The counterpart of the home base is the ground that the wheels are resting on. The traction of the car is with respect to the ground. The reason that this matters is the following: the kinetic energy of an object is not something intrinsic to that object. Kinetic energy is Galilean invariant, which means that for kinetic energy galilean relativity holds good
The kinetic energy that you attribute to a car is the kinetic energy associated with the velocity relative to another object. In a collision the amount of damage inflicted is proportional to the kinetic energy.


A marble that is penetrating clay
Probably the simplest visualization of damage inflicted on impact is a marble penetrating a lump of clay. For the sake of simplifying, let's say that an experimenter finds that twice the velocity give 4 times the depth of penetration, and that in general the penetration depth is kwadratically proportional to the velocity.
As we know: uniform acceleration has the following property: to get double the velocity you have to quadruple the height; the relation is quadratic.

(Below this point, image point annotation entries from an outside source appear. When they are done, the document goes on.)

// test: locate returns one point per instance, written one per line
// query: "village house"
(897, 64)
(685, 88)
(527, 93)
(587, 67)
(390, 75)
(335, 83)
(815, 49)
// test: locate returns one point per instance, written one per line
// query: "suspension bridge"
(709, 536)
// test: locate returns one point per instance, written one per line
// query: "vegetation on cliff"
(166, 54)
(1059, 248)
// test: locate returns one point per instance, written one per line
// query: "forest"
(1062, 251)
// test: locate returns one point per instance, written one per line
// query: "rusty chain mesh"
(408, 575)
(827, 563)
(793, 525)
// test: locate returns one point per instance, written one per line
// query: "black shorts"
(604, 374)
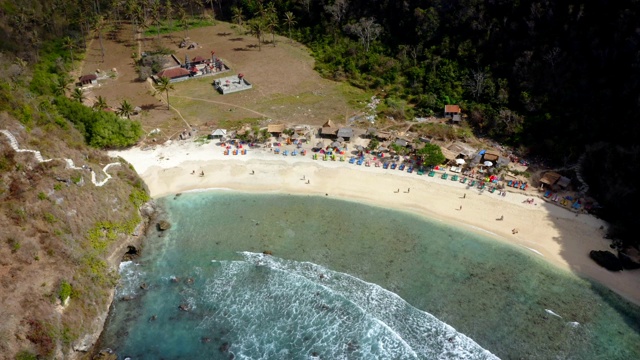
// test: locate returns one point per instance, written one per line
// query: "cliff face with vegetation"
(58, 231)
(63, 228)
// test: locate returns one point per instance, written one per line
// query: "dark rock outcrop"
(163, 225)
(606, 259)
(629, 258)
(132, 253)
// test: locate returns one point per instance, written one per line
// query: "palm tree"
(272, 24)
(68, 43)
(256, 27)
(165, 85)
(289, 19)
(61, 86)
(125, 109)
(78, 95)
(99, 27)
(237, 17)
(100, 104)
(184, 21)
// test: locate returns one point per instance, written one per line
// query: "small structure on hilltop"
(464, 150)
(174, 74)
(345, 133)
(453, 112)
(329, 130)
(275, 129)
(231, 84)
(550, 178)
(89, 79)
(218, 133)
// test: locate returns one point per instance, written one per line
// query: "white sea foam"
(306, 304)
(131, 276)
(535, 251)
(552, 313)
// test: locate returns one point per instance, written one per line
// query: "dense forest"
(559, 81)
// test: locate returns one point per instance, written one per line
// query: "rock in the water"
(132, 253)
(163, 225)
(629, 258)
(606, 259)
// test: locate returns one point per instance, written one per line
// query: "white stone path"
(69, 163)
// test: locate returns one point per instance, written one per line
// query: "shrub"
(26, 355)
(100, 129)
(65, 291)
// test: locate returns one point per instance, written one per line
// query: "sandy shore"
(549, 231)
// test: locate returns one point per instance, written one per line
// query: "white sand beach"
(547, 230)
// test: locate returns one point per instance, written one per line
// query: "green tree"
(101, 103)
(69, 44)
(184, 21)
(257, 28)
(237, 16)
(61, 85)
(165, 85)
(290, 20)
(125, 109)
(272, 23)
(78, 95)
(431, 154)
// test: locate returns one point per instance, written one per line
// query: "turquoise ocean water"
(349, 281)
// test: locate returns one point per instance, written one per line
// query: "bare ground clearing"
(285, 86)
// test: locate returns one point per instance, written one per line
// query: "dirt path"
(223, 103)
(13, 142)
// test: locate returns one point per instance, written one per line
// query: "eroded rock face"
(163, 225)
(606, 259)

The experimentor will find that the relation between penetration into the clay and height of the fall is 1-on-1; linear.


With that in place I return to the car. What does it take to cause uniform acceleration? For simplification: let's say the car is an electric car, and air resistance has been removed (let's say the car is in a vacuum tunnel) We disregard rolling resistance too, of course.
The acceleration from 0 unit of velocity to 1 unit of velocity take a certain amount of energy from the battery pack. Let's call that 1 unit of energy.
The acceleration from 1 unit of velocity to 2 units of velocity takes 3 units of energy.
The car increases its own velocity by having traction with respect to the ground.
The only way for that car to increase its velocity is to increase its kinetic energy with respect to the ground, the only traction that the car has is with respect to the ground. Relative to the car the ground is moving backwards ever faster, so it is harder and harder for the car to increase its velocity.
The electric engine of the car maintains a constant force. To maintain that constant force every revolution of the engine draws a particular amount of energy from the battery pack. But this constant force must now act over a longer distance. In order to maintain the same traction the wheels must spin faster, the engine must spin faster and thus the engine will draw more units of energy from the battery pack.